The frozen embryo transfer can be done in two different ways. The preparation can be done in two different ways. One is the medicated cycle, where the patient is exposed to at least two weeks of hormonal replacement therapy, also known as HRT. This involves the use of tablets or patches to try and build the lining of the womb. That will then be followed by the progesterone in the form of either pessaries or vaginal tablets or injections for as long as it is needed. In that sense, with a medicated cycle, the preparation is probably between 2-3 weeks. The other option is to have the embryo replaced on a natural cycle, and the natural cycle involves monitoring the ovulation that might occur in that cycle. that is very much dependent on the patient. On average, a woman would ovulate between day 12 and day 14 over the menstrual cycle, but some women ovulate a little bit earlier, and some women ovulate a little bit later. It is important that the ovulation occurs because that is a sign that the lining is ready then for implantation.
“Medicated” cycles take a little longer as you will need to take medications that will temporarily “switch off” your ovaries in the month leading up to the cycle month. Once you begin your next period, you will have approximately 10-12 days of medicine (estrogen) to thicken your lining followed by 3-5 days of medicine (progesterone) that will prepare the lining to receive the embryo.
Natural cycles begin on the first day of your period and once ovulation is detected approximately 14 days later, the embryo thaw and transfer is scheduled within 3-5 days according to the developmental stage of your frozen embryos.

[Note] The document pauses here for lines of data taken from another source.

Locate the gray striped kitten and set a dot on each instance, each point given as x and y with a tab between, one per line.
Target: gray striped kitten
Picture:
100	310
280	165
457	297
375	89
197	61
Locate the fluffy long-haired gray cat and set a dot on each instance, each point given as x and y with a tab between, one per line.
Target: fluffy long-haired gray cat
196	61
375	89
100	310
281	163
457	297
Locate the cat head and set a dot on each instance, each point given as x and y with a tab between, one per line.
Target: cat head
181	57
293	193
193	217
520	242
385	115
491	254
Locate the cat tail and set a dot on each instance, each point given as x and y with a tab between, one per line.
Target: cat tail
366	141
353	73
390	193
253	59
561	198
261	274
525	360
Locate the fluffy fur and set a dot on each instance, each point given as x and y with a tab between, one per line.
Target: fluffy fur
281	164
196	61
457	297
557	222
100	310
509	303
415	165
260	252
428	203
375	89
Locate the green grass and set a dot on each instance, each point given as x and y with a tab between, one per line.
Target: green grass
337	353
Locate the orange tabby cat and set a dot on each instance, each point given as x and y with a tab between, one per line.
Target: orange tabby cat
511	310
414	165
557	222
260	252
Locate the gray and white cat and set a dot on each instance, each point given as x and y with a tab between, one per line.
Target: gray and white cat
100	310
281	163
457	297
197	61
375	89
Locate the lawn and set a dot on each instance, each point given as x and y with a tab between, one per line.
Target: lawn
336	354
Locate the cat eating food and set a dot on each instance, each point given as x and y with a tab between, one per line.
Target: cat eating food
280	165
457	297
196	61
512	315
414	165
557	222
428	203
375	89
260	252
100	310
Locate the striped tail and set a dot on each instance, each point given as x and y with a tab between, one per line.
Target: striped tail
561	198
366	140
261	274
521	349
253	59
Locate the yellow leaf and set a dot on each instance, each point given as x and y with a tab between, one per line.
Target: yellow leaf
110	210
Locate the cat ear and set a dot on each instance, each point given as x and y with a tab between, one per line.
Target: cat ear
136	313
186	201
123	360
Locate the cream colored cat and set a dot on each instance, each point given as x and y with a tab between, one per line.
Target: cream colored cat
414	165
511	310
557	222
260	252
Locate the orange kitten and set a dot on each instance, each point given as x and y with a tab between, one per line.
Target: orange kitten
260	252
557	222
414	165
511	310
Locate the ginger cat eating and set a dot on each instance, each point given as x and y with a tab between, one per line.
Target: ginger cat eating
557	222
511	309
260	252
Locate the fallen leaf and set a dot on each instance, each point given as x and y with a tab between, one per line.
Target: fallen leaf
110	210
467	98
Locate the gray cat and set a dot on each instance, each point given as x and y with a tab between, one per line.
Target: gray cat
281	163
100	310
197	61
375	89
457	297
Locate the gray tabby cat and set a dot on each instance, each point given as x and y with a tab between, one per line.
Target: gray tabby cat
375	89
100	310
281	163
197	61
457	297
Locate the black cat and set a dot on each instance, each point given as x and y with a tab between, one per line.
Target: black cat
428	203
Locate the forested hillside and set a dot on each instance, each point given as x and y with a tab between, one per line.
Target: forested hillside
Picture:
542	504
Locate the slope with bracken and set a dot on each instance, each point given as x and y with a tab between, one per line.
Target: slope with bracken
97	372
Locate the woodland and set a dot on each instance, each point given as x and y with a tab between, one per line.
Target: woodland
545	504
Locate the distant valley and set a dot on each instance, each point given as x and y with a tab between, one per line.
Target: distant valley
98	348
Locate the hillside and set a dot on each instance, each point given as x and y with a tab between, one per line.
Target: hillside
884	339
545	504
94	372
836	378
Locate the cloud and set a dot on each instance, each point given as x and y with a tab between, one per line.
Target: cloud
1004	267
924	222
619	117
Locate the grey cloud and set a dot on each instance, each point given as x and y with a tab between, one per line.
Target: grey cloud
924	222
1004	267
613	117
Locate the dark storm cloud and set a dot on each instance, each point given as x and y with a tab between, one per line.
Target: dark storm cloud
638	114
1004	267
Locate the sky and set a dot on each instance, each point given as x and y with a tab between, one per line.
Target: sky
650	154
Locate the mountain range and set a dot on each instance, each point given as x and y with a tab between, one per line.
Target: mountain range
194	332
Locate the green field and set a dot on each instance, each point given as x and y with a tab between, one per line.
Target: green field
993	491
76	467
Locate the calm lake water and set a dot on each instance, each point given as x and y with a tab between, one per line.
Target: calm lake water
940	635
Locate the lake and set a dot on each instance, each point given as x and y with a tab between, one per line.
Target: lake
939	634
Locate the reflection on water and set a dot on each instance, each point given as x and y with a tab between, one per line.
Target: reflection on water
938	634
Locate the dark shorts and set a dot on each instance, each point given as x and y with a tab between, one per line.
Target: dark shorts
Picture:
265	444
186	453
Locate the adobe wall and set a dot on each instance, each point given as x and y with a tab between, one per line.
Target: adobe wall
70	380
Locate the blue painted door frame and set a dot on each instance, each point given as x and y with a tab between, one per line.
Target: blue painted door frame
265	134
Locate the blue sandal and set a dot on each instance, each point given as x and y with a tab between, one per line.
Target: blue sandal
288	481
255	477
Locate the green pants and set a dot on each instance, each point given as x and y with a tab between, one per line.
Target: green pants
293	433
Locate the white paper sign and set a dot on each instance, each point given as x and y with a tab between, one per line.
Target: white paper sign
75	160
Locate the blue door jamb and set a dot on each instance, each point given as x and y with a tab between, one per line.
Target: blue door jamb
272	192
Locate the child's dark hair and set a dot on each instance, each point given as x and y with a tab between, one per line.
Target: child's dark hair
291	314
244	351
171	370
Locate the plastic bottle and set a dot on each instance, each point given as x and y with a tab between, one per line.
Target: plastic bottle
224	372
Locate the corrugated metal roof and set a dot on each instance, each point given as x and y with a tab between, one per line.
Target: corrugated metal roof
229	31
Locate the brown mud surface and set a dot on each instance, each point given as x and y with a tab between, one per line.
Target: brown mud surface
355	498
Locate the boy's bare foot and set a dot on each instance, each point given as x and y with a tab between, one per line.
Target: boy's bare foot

Normally, on average, it will take like 3 weeks more or less, it can be a little bit less or it can be a little bit more. This includes all the preparation of the patient, of course, we have different kinds of preparations so it would depend on which kind of preparation that we would do, but normally we have two kinds of cycles. We have the medicated cycle – in which we use hormones to maintain the endometrium lining growth and when we see that everything is correct, we will program the transfer which is normally 3 weeks. The first one is always done more or less on day 10 approximately of preparation with hormones.
And on the other hand, is the natural cycle – in which we will need to do more controls probably because we will need to follow accurately and a little bit better how the follicle grows and the endometrium lining grows because we need to know when the patient is going to ovulate because the embryo transfer needs to be absolutely synchronized with the ovulation. On average, this is going to take, as I said, 3 weeks and it could be more than that.
Regarding the embryo transfer itself, the transfer lasts for 15 minutes, it is a simple process that is done without any anesthesia, and normally we recommend our patients to come over the night before the embryo transfer because on the same day of the transfer we need to see how the embryos survive the thawing and we want to make sure that they are correct before putting them back. That is why we will prefer our patients to be here the night before, we need to be sure that they are here before we thaw the embryos.
Then, we normally recommend going back to your country the day after not because it is absolutely demonstrated that it can have an impact traveling the same day of the transfer but we think that it is less stressful for the patient and it is something that if it’s possible it is something that we normally counsel.